Wir hatten unsere Position bereits vorab publik gemacht: für uns steht alleine der Bahnhof im Zentrum unserer Überlegungen; dafür wollen wir die baurechtlichen Voraussetzungen am Sandbarg schaffen (und auch die Zuwegung eng am Gleis sichern), weil der Bahnhof in die Mitte des Dorfes gehört (wir haben übrigens nach dem letzten Newsletter diverse Rückmeldungen bekommen, die uns da bestätigen; nur wenige plädieren für einen alternativen Standort). Vor alle weiteren möglichen Planungsvarianten (Art und Umfang einer möglichen Wohnbebauung, Integration eines Verbrauchermarkt-Angebots, …) setzen wir auf einen Meinungs- und Ideenwettbewerb der Jesteburger*innen, den wir uns auch sehr umfassend vorstellen können – über Bürgerforen, Arbeitsgruppen, Workshops etc. pp., die einem Bauleitverfahren vorangestellt sein können – dann also informellen Charakter haben – oder/und ein solches Verfahren eng begleiten und beeinflussen werden. Klar: wir können uns hier gut aus dem Gewerbegebiet umgezogenen Einzelhandel (z.B. direkt am Bahnhof) vorstellen, und Wohnbebauung. Ortskernnah – besser hier als jottwedeh. Wir würden uns auch unterschiedliche Bauabschnitte wünschen, vielleicht auch einen Städtebauwettbewerb und schrittweises Vorgehen. aber wir wollen da den noch gemeinsam zu findenden Ideen nicht vorgreifen. freuen uns jedenfalls auf den Prozess!

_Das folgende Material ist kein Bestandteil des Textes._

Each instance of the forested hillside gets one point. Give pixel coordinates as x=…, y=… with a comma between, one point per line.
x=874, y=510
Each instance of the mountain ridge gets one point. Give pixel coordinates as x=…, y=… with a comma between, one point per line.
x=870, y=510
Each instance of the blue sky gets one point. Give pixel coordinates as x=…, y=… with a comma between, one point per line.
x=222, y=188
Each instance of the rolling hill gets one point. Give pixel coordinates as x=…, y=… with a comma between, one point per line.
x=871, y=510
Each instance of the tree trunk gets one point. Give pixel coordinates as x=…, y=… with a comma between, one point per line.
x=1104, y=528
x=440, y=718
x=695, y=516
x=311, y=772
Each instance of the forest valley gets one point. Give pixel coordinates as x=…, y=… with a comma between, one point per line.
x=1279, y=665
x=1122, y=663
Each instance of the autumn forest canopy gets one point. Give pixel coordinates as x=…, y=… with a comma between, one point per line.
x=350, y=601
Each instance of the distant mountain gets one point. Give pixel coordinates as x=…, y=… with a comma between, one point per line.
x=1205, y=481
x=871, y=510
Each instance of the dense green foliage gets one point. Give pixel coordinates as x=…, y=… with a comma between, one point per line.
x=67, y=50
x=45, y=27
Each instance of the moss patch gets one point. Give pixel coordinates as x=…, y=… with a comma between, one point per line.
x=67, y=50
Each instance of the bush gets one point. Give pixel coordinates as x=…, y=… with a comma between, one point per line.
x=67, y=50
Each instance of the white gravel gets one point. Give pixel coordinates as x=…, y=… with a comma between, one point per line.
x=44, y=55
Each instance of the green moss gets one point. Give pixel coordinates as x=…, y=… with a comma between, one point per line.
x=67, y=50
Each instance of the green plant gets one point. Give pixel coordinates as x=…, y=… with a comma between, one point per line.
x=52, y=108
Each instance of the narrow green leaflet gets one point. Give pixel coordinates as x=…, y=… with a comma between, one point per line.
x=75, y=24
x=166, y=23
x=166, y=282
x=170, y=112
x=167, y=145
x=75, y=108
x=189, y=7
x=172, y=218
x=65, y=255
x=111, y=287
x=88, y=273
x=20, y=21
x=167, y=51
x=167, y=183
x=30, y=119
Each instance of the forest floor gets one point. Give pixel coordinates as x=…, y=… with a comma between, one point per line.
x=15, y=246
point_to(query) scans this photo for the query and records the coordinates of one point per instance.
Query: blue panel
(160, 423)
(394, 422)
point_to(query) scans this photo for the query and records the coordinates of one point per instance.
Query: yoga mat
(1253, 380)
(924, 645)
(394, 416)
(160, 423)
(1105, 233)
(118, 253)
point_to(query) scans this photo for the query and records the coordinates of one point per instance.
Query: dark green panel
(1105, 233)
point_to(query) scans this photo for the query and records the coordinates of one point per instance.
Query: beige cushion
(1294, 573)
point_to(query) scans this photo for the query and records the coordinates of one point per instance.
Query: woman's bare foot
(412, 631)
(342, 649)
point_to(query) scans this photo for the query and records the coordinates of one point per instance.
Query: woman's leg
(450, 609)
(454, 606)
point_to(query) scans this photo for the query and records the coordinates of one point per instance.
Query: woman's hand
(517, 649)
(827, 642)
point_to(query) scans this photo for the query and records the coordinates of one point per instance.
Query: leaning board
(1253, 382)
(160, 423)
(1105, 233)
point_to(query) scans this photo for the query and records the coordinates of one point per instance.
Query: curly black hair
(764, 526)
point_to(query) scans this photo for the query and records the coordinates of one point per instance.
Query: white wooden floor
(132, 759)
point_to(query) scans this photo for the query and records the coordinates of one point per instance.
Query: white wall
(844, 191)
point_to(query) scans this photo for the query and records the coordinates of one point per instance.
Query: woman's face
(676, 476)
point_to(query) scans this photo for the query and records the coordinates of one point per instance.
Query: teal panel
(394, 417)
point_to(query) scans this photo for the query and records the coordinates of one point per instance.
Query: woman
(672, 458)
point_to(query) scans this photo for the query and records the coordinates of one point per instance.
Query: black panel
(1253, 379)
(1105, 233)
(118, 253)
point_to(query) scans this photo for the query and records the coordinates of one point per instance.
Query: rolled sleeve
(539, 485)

Zur Frage der Bürgerbeteiligung hatten wir Konsens. Zur Frage des von der SPD beantragten Aufstellungsbeschlusses für einen Bahnhof nicht: die Grünen möchten die Diskussion erstmal unverbindlich führen, die UWG wies stolz darauf hin, dass es ja sie war, die die Idee zur Bebauung des Sandbargs hatte (ähem: hätten wir die Pläne von 2017 tatsächlich umgesetzt – dann hätten wir jetzt einen vollgebauten Sandbarg und keinen Platz für einen Bahnhof!). Die CDU will – aus ihrer Sicht gut begründet – Fakten schaffen und das Schlüsselgrundstück sichern, aber noch keinen Pflock einschlagen – also (noch) keinen Beschluss zur Bebauung.
Die SPD zieht schließlich den beantragten Aufstellungsbeschluss für eine Gemeinbedarfsfläche Bahnhof einschließlich der Zugangsstrassen und eine Veränderungssperre nach §14 BauGB (das sichert den Status Quo für die Planungen der Gemeinde) für diesen Bereich zurück – wir ringen länger um die richtige Formulierung für einen ersetzenden Antrag (die Grünen haben immer noch einen Konjunktiv mehr auf der Wunschliste), der Verkaufsvorbereitungen für das Grundstück vorbereiten soll – und stimmen dann diesen Punkt und die umfassende Bürgerbeteiligung einstimmig ab. Und wir stellen fest, dass die Gemeinde natürlich auch in intensive Verhandlungen mit der Bahn gehen muss, um die Verbindlichkeit herzustellen, die wir brauchen.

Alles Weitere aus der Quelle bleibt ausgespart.